Only run backend autodetection once per process #83

ssssam · 2019-01-03T00:14:01Z

This is a performance improvement. See #81 for details.

sampsyo

Awesome!! Thank you for doing this rearrangement—the speedup sounds great.

I understand the problem with API layering you described in #81, but I think we can solve it a different way without introducing the _backends global variable. I'm worried about introducing this implicit, hidden global state—this kind of thing can make the library unpredictable in corner cases, possibly problematic in multithreaded programs, and sometimes inconvenient in testing suites, which need to be careful to reset the state between tests.

Can we start first with a more explicit design? A straightforward way might be to keep the new backends parameter to audio_open but to automatically save away the result of available_backends.

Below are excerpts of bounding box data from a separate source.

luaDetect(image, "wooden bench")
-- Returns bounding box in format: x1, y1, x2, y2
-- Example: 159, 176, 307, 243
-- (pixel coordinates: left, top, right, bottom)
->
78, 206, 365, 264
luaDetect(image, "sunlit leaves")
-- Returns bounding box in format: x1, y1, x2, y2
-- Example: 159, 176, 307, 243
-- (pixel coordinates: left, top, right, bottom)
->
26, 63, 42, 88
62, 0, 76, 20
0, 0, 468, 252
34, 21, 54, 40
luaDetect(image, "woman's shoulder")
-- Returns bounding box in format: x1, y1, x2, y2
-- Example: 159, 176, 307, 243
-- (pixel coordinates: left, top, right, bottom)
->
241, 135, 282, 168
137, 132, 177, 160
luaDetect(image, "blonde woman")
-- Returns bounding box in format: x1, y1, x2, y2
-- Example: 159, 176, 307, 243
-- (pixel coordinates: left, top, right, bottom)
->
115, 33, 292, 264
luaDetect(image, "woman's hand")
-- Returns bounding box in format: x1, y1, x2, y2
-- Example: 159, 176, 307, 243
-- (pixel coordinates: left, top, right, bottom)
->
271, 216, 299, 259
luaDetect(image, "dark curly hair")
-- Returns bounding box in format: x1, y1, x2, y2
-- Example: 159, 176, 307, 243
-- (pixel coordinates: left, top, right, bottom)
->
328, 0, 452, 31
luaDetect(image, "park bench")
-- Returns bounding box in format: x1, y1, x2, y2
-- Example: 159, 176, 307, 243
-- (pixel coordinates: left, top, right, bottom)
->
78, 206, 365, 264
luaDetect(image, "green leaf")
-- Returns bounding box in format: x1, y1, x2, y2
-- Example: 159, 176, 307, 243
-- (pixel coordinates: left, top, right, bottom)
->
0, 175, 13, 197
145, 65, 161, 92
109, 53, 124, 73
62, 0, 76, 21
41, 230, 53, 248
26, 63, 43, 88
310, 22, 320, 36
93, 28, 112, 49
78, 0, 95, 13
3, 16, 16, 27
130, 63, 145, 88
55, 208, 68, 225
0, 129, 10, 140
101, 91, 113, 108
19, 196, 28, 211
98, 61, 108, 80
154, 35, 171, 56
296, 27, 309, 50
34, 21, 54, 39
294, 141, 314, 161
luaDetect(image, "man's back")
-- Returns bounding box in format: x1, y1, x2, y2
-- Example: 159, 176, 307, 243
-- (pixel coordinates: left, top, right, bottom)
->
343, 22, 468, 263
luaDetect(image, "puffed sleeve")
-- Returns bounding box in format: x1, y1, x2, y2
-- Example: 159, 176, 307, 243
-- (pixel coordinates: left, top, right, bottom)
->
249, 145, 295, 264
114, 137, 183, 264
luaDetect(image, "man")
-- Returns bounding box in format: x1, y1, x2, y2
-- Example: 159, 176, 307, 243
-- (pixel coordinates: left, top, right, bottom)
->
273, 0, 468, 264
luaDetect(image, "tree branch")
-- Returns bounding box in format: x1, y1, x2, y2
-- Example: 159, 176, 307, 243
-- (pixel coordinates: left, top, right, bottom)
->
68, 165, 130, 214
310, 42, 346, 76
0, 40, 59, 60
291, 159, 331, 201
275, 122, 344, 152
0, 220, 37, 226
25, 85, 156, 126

It will be a little more work, but then we can also let pyacoustid clients specify their backends. I think it's OK for the beets chroma plugin to directly use audioread to save this backend information.

sampsyo · 2019-01-03T03:29:24Z

audioread/ffdec.py

+    if proc.returncode == 0:
+        return True
+    else:
+        return False


Just return proc.returncode == 0 or return not bool(proc.returncode) would be a little more concise than this if/else.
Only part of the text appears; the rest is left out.